Es sind viele Daten, welche übermittelt werden (wie oben erwähnt: Jede Spalte der Tabelle ist durchsuchbar/filterbar, so hat man, wenn man n Spalten hat, schon mal n WHEREs im SQL. Dann kommen noch LIMIT, ORDER BY und ASC/DESC hinzu). All diese Daten muss ich an das Script weitergeben; vorzugsweise via POST.

Oder gibt es eine andere Möglichkeit, dies umzusetzen?


Für Eure Hilfe bedanke ich mich im voraus sehr


----------



## Sven Mintel (5. August 2009)

Naja, das ist ja kein echtes Problem 

Der eigentlich für soetwas vorgesehene Weg ist ja ein normales Formular, das würde alle deine Anforderungen erfüllen.


----------



## N0ACE (7. August 2009)

Richtig, so gesehen wäre das kein Problem!

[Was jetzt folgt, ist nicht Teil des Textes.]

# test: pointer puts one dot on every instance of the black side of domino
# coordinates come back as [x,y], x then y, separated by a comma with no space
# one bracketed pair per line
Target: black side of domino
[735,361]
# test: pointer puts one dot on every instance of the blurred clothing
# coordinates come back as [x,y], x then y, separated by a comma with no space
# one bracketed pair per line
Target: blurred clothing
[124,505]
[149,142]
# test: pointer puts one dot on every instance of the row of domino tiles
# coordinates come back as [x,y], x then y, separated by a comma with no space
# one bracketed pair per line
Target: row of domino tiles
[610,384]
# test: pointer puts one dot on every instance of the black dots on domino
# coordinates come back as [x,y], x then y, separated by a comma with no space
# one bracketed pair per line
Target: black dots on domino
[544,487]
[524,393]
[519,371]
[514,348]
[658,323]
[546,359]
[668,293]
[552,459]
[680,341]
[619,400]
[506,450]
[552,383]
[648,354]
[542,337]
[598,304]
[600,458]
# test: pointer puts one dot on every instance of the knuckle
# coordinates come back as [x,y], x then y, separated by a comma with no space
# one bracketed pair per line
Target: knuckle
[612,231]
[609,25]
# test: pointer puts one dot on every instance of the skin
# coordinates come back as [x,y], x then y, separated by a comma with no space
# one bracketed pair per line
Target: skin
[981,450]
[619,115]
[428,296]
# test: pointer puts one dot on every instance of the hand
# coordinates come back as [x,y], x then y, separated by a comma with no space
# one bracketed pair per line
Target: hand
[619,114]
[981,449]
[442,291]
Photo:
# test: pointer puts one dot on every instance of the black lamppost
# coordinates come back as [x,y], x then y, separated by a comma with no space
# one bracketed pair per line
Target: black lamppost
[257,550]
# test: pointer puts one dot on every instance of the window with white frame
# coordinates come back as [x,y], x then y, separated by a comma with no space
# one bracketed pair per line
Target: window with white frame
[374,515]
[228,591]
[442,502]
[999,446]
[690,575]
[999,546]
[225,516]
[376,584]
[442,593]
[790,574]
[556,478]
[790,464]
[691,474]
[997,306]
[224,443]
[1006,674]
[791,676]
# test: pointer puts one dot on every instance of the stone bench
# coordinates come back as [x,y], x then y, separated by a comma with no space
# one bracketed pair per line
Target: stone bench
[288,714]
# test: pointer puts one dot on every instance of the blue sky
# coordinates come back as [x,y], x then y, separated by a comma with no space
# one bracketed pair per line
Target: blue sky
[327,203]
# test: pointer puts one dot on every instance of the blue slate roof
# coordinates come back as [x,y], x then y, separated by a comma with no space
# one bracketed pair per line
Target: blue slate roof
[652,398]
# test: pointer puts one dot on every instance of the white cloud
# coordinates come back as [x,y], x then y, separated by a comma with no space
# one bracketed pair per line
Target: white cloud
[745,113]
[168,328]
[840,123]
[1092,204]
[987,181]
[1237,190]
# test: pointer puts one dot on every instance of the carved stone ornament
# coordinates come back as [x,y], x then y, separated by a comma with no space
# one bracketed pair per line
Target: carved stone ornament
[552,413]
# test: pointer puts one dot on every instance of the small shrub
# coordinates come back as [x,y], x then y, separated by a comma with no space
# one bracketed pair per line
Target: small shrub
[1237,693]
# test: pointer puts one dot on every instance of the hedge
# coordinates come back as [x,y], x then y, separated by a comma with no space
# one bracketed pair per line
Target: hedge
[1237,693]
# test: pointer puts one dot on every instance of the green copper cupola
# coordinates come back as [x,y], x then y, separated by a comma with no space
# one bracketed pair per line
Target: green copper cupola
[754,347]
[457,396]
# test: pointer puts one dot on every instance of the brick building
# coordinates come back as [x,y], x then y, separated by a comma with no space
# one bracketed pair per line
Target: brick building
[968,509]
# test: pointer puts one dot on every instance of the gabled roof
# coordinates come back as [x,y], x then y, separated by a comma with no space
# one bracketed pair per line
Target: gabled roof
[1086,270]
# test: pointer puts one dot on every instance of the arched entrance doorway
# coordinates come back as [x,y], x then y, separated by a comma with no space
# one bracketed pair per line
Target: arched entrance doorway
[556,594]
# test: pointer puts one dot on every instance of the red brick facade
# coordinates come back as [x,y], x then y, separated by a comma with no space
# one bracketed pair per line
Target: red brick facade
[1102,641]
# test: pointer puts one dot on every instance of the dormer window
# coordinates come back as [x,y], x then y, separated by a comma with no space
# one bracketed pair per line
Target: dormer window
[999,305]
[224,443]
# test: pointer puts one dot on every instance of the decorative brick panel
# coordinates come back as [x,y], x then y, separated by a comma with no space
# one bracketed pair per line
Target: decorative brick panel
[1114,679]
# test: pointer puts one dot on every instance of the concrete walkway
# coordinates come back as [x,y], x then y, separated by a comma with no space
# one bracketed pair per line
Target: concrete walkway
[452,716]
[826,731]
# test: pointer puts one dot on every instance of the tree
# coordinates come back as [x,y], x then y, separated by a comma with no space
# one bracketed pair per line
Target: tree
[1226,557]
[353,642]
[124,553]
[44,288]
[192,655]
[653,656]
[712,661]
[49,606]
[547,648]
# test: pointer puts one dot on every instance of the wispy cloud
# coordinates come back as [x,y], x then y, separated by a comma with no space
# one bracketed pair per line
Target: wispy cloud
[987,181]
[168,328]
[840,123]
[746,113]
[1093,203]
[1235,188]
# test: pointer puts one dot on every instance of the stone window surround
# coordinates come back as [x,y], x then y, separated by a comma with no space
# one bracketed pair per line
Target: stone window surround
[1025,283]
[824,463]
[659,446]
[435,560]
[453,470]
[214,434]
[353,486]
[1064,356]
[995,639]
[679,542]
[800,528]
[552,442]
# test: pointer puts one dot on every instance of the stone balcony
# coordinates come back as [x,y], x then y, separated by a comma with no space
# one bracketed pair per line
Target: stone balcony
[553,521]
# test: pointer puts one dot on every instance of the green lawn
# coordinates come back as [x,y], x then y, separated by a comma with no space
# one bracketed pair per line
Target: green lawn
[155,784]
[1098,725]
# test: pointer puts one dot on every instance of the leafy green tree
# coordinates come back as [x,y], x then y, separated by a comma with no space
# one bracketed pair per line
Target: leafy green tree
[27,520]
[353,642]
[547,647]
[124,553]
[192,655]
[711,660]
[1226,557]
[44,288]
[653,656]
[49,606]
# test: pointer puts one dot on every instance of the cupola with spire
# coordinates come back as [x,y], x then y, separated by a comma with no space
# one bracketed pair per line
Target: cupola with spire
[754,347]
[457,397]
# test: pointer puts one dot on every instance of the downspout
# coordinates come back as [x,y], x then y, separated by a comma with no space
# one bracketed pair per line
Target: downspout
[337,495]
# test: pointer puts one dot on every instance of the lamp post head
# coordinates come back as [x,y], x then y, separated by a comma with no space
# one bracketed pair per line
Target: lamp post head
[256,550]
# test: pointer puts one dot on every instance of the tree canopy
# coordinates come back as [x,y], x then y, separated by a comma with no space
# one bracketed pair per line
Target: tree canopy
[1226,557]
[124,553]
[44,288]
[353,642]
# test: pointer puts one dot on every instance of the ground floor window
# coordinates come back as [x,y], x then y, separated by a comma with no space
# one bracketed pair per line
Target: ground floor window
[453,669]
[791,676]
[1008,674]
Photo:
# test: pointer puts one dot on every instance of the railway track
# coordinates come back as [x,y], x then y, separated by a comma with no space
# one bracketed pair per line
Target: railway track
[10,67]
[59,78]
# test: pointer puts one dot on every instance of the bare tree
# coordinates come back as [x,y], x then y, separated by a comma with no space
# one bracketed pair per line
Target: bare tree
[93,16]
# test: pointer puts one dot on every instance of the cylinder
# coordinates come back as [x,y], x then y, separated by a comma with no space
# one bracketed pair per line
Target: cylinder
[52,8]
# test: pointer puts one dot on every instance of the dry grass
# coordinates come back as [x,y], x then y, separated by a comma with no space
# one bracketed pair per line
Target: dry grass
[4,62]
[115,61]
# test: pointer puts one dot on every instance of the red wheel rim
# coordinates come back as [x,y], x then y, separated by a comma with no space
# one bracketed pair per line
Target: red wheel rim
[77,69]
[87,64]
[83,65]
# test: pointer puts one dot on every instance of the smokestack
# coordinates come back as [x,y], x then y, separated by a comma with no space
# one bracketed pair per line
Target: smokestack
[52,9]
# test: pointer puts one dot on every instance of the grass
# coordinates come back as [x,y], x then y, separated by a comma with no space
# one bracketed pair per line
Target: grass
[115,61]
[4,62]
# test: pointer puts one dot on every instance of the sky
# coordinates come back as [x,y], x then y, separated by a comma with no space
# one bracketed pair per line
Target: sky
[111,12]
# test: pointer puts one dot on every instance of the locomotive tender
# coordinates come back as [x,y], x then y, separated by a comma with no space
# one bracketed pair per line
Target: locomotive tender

Ein simples Formular basteln, welches die Daten dann versendet, sobald es abgeschickt wird...

Meine Frage zielt eher darauf ab, ob man diese Daten auch anders via POST versenden kann (z.B. mittels jQuery); also _ohne_ dafür noch ein zusätzliches Formular drumherum basteln. jQuery bietet zwar die $.post() Methode, aber damit hätte ich ja wieder genau das gleiche Problem, wie mit $.ajax() ...

Oder ist es die einzige Möglichkeit, ein Formular zu basteln, welches ich dann "submit"-te, um Daten via Post zu senden?


Für Eure Hilfe bedanke ich mich erneut und verbleibe

mit freundlichen Grüßen!


----------



## MsvP@habdichliebhasi (7. August 2009)

Du kannst das versenden der Daten doch auch ohne Formular bewerkstelligen.

Letztendlich musst du nur einen Aufruf haben, der den Poast Befehl anstößt.
Du könntest z.b. auch eine einfache onClick Frage einbauen, die dann deine Funktion zur Daten-Abrufung schickt.

Lg
Micha


----------



## Sven Mintel (7. August 2009)

N0ACE hat gesagt.:


> Oder ist es die einzige Möglichkeit, ein Formular zu basteln, welches ich dann "submit"-te, um Daten via Post zu senden?



Ich sehe da keinen anderen Weg, wenn es darum geht, den Download angeboten zu bekommen, lasse mich aber gern eines Besseren belehren.


----------